Fig. 8: The inclusion of non-orthologous genes improves the integration of cross-species data.

We use UINMF to include both orthologous and non-orthologous genes when integrating the datasets (a), and demonstrate the alignment between the two datasets (b). We also confirmed cell type correspondence by examining only the mouse cells (c) and only the lizard cells (d), both labeled with their published cell labels. To show the advantage of including the non-orthologous genes, we show the difference in ARI (e) and purity (f) scores using the originally published mouse labels, comparing UINMF performance to iNMF (P = 3.626 × 10−9, P = 6.258 × 10−4), Seurat (P < 2.2 × 10−16, P = 3.047 × 10−11), and Harmony (P < 2.2 × 10−16, P = 2.815 × 10−12).

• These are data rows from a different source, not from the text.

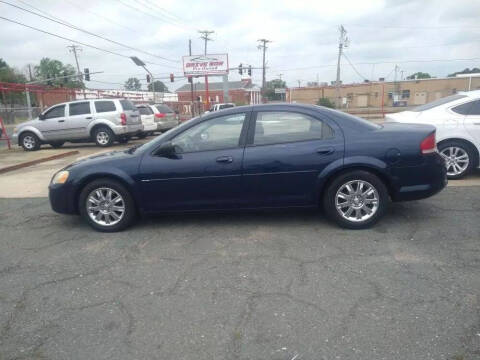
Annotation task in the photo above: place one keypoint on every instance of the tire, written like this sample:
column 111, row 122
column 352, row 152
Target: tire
column 376, row 199
column 459, row 157
column 103, row 217
column 123, row 139
column 103, row 136
column 29, row 141
column 57, row 144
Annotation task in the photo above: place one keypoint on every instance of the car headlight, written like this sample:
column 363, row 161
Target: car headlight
column 60, row 177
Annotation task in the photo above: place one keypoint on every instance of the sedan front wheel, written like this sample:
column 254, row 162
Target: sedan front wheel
column 107, row 205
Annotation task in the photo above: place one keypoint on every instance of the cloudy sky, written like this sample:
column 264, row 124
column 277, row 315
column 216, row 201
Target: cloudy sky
column 435, row 36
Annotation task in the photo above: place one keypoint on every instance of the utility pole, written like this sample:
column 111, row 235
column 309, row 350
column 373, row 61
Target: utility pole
column 191, row 84
column 342, row 43
column 263, row 46
column 74, row 49
column 206, row 38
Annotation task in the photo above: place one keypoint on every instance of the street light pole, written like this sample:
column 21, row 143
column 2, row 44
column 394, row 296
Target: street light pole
column 139, row 62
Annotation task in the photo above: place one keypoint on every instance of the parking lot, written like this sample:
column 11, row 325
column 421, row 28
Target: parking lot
column 237, row 285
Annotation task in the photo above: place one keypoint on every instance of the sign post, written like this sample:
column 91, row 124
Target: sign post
column 205, row 65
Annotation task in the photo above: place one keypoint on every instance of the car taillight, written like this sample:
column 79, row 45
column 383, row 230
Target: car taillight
column 428, row 145
column 123, row 118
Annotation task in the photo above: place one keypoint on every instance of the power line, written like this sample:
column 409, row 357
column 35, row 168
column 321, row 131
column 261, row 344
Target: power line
column 75, row 41
column 382, row 62
column 353, row 67
column 67, row 24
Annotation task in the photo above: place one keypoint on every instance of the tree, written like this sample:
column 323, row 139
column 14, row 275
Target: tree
column 465, row 71
column 159, row 86
column 62, row 74
column 419, row 75
column 326, row 102
column 133, row 84
column 270, row 89
column 9, row 74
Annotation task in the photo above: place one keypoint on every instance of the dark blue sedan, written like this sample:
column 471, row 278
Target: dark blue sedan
column 262, row 156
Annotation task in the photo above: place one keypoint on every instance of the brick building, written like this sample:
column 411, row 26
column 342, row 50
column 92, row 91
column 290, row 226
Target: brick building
column 240, row 92
column 403, row 93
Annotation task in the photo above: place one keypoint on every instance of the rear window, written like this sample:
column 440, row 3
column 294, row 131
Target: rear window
column 127, row 105
column 438, row 102
column 104, row 106
column 145, row 110
column 163, row 109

We compare algorithm performance using a paired, one-sided Wilcoxon test, where n = 200 ARI (purity) measures. We also confirm a similar trend in the ARI (g) and purity (h) scores using the original lizard labels to assess performance differences between UINMF and iNMF (P = 1.145 × 10−6, P = 0.07157), Seurat (P < 2.2 × 10−16, P = 0.8148), and Harmony (P = 1.674 × 10−5, P < 2.2 × 10−16). For nondeterministic algorithms, data are presented as mean values +/− SEM.